Destiny of Unspliced Retroviral RNA: Ribosome and/or Virion?

Abstract
Retroviruses are a unique family of RNA viruses that utilize virally encoded reverse transcriptase (RT) to replicate genomic RNA through a proviral DNA intermediate (40). The provirus is permanently integrated into the host cell chromosome and, like a cellular gene, is expressed by the host cell transcription, RNA processing, and translation machinery.
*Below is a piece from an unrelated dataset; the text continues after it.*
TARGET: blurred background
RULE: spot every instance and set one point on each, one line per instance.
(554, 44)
The primary transcription product interacts with the cellular RNA processing machinery and, similar to a typical cellular pre-mRNA, is spliced, exported to the cytoplasm, and translated by the host protein synthesis machinery. A proportion of the pre-mRNA subverts typical RNA processing and interacts with viral and/or cellular nucleocytoplasmic shuttle proteins that activate nuclear export, despite the lack of intron removal (8). In the cytoplasm, the unspliced genome-length RNA serves two essential roles. The immediate function is to serve as an mRNA template for translation of viral proteins. Another function is to serve as a genomic RNA that is packaged into assembling virions. The Gag polyprotein facilitates the specific packaging of two copies of the unspliced genome-length RNA. The nucleocapsid domain of Gag contains redundant Cys-X2-Cys-X4-His-X4-Cys motifs that interact with the highly structured packaging signal (ψ or E), which is located in the 5′ untranslated region (UTR) (34a).